Cynthia Boryeskne specializes in girls’ track and field races that are 600 meters or longer.
The Edison High School junior is great at “kicking,” or increasing her speed and passing other runners over the final 200 meters or so.
Since she usually makes her move in the back stretch, Boryeskne likes to pace herself during the early part of the race. But on May 15 in Old Bridge, in the 800-meter run at the Greater Middlesex Conference championships, the junior sprinted off the starting line and took an early lead.
Her coaches didn’t even want her to do this.
“She went out a little faster than we wanted her to,” said Edison coach Joe Pitarese.
But it worked.
Boryeskne won the GMC’s 800-meter championship with a time of 2:11.57, setting a school and meet record. The second-place runner crossed the finish line nearly a full four seconds behind Boryeskne.
The Edison standout has now broken school records in seven events between the winter indoor season and the spring outdoor season. She holds the Eagles’ all-time marks in the indoor 600-meter run, the 800-meter run, the 1,000-meter run and the 1,600-meter run. The junior also has the outdoor records in the 800-meter run, the 1,600-meter run and even the mile run.
At this point, she is one of the best runners in Edison history.
“She’s been doing great things since her freshman year,” Pitarese said. “We knew we had something special in her. We could see the talent right away.”
At her first practices in the winter of 2016, her freshman year, Boryeskne just didn’t get tired, even when other runners did.
There is no empirical explanation for this.

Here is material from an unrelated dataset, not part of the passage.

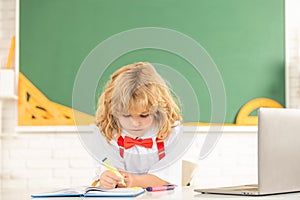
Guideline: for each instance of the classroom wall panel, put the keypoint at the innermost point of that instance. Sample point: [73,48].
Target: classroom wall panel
[244,39]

Boryeskne just has that extra gear that certain athletes have.
Pitarese calls it “the heart of a champion.”
“She has that hunger and drive,” he added.
That’s why the coach wasn’t worried when, on the first day of the GMC championships, May 14, Boryeskne had to pull out of the mile run with a bad leg cramp. Pitarese was standing along the back stretch of the race, and he saw the anguish on Boryeskne’s face as she ran toward him.
He also saw that she was jogging because that was all she could do.
“I said, ‘It’s not worth it. Stop,'” the coach said.
“I wanted to prevent an injury that could threaten the rest of her season,” he added.
The junior spent the rest of the day and night icing and resting her leg. By the next morning, she felt healthy enough to race again. Even if she was in a little bit of pain, she was too motivated to sit out her best event.
Then she bolted off the finish line way faster than she normally does.
Boryeskne was back, and she is far from finished. In future big meets this spring, like the NJSIAA Group 4 championships on May 31 at Franklin High School, the junior may be able to break 2:10.00.
Pitarese thinks that as the competition gets better, so will Boryeskne.
“When she ran the meet record, she didn’t have too many people to pace off of,” he said. “If she had somebody to run with, it would push her to possibly go sub 2:10.”